Politics and Gardens

In my lecture relating gardens and politics, I look at four key themes to show how designed landscapes have influenced political ideas and actions from man’s earliest attempts to ‘control nature’.

Demonstrating political power

This is perhaps the most obvious link. The luxury of a garden, as a largely decorative rather than a productive green space, was one reserved for those with wealth and usually political power. The ability to control nature, as demonstrated by the ancient gardens of Egypt and Mesopotamia and later French formal gardens, re-enforced the garden owners’ status. Political power could also be shown more subtly by symbolism in the garden: the bringing of water to a city by a benevolent leader was a common theme in Italian Renaissance gardens.

Re-enforcing state policy

In some cases, the political leaders wanted to do more than control nature: they wanted to control the population as well.
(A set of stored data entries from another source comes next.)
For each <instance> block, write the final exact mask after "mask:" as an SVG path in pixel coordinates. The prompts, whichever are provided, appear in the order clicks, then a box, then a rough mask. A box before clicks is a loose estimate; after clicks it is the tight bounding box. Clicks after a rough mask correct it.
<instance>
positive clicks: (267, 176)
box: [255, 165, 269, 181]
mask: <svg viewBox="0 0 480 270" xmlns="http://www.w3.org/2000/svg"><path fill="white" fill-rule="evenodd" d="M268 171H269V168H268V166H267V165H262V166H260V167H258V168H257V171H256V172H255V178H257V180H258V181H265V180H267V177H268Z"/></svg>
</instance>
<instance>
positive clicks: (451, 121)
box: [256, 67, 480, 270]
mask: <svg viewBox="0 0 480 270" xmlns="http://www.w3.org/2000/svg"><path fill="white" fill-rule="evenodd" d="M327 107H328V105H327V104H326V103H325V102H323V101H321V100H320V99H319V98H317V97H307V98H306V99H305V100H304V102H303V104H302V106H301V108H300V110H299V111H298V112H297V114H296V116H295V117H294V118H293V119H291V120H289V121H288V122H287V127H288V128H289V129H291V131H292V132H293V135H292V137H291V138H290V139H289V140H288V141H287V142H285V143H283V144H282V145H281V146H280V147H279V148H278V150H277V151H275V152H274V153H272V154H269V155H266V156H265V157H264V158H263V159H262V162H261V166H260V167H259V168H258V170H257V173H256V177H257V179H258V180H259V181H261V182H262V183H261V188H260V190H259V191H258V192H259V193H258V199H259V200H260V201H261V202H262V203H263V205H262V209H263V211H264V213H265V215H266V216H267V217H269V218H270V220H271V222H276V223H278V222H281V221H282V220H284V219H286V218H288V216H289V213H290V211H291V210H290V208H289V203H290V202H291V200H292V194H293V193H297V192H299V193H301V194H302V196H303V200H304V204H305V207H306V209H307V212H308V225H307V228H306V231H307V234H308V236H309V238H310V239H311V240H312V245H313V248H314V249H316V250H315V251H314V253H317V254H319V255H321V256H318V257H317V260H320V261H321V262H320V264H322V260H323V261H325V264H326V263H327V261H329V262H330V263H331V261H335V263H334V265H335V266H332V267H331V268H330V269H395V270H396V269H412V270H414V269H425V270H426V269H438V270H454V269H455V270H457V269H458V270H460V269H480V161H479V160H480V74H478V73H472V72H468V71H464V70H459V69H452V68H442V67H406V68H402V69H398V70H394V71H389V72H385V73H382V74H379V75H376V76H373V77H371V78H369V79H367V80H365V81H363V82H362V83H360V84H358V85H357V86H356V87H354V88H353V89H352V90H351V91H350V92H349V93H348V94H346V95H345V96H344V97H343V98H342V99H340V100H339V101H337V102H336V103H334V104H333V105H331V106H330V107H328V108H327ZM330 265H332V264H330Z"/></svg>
The Romans understood this and, adapting a Greek idea, they created the first public urban parks. This idea was taken up with great enthusiasm in Britain in the 19th century as an alternative to mass enfranchisement while avoiding a revolution. Gardens could also be used to manage the economy through the tactical use of botanic gardens: indeed ‘economic botany’ (the development of plants for commercial uses) was one of Kew’s main purposes in the mid-19th century.
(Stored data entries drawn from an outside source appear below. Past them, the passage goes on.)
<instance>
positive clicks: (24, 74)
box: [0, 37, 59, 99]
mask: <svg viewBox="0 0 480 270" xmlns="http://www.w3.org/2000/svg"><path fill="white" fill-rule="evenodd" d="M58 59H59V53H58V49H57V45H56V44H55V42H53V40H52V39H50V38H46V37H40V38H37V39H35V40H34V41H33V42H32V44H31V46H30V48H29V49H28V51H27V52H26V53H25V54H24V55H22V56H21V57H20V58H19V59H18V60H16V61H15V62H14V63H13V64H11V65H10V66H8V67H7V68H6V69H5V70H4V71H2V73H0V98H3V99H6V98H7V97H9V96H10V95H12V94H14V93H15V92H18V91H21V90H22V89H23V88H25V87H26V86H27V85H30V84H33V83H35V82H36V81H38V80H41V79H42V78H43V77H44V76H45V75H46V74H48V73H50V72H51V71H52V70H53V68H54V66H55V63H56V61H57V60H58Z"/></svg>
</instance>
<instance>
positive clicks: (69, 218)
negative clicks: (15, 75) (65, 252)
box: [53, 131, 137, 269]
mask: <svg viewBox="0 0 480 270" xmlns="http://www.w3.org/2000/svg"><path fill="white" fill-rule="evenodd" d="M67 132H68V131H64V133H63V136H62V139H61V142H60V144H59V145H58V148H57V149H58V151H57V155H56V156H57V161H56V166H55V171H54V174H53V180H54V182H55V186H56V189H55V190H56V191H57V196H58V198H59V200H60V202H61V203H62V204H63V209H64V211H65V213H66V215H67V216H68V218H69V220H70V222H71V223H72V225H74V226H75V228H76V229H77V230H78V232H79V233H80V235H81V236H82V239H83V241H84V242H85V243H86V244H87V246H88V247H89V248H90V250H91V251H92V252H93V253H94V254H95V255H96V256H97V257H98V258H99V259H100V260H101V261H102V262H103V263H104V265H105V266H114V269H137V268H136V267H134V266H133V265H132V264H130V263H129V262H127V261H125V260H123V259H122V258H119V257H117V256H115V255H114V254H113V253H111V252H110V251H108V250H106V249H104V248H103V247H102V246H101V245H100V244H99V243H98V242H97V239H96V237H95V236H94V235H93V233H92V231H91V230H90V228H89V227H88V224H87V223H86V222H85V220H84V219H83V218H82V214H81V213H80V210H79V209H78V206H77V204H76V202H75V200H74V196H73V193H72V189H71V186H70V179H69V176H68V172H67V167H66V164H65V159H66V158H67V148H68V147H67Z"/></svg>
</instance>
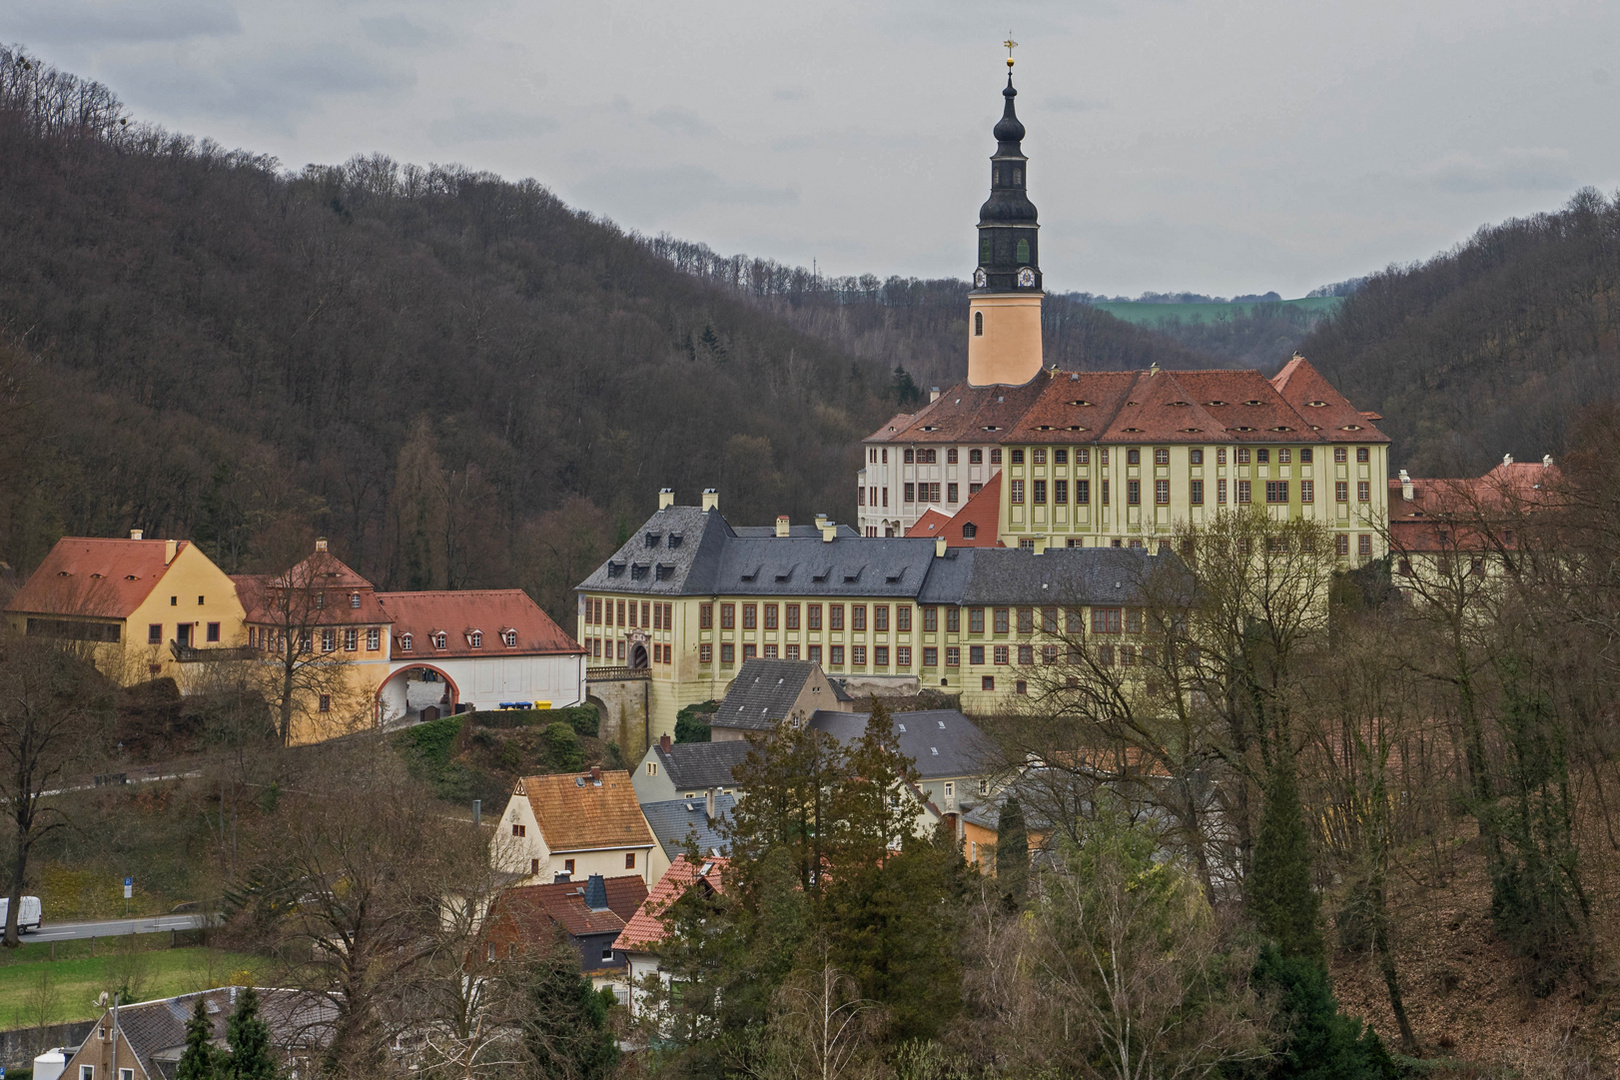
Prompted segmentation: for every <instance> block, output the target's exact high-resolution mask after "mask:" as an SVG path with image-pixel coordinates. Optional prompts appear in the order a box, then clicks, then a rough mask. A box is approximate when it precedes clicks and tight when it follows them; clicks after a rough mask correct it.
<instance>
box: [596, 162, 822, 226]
mask: <svg viewBox="0 0 1620 1080" xmlns="http://www.w3.org/2000/svg"><path fill="white" fill-rule="evenodd" d="M575 201H577V202H580V204H582V206H601V207H604V209H608V210H609V212H611V214H617V215H624V217H629V219H632V220H642V222H661V220H667V219H671V217H676V215H679V214H685V212H687V210H693V209H697V207H700V206H708V204H721V206H792V204H795V202H799V191H797V188H766V186H763V185H752V183H732V181H729V180H724V178H721V175H719V173H716V172H713V170H710V168H703V167H701V165H671V167H666V168H619V170H611V172H599V173H596V175H593V176H590V178H586V180H585V181H583V183H580V185H578V191H577V198H575Z"/></svg>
Creating political legitimacy

Successful conquests are not only about superior military strength, conquerors have to win ‘hearts and minds’ as well. Two of the largest Empires, Islamic and Roman, used gardens as a means to consolidate their conquests through a process of cultural assimilation. Common styles and often names of gardens were created in all reaches of their empires. In this way, the Romans brought gardening to Britain. For the Japanese, the garden style used reflected and cemented the shifting power base from first the Emperor, then to the nobility and finally to the warlords, in tandem with their changing religious practices.

Promoting political ideas

It could be argued that democracy was born in the garden. Greek agorai, the central open space in the city, provided a place for political debate, as did the gardens of the philosophers’ academies. 18th century designed landscapes in Britain became a battleground for the main political parties of the Whigs and Tories. The ‘picturesque debate’ of the 1790s, on the extent to which nature should be replicated in a garden, was fought out against the backdrop of the French Revolution and its aftermath. Political organisations have used gardens to promote their ideas such as the socialists and their, perhaps unlikely, role in the 20th century conservation movement.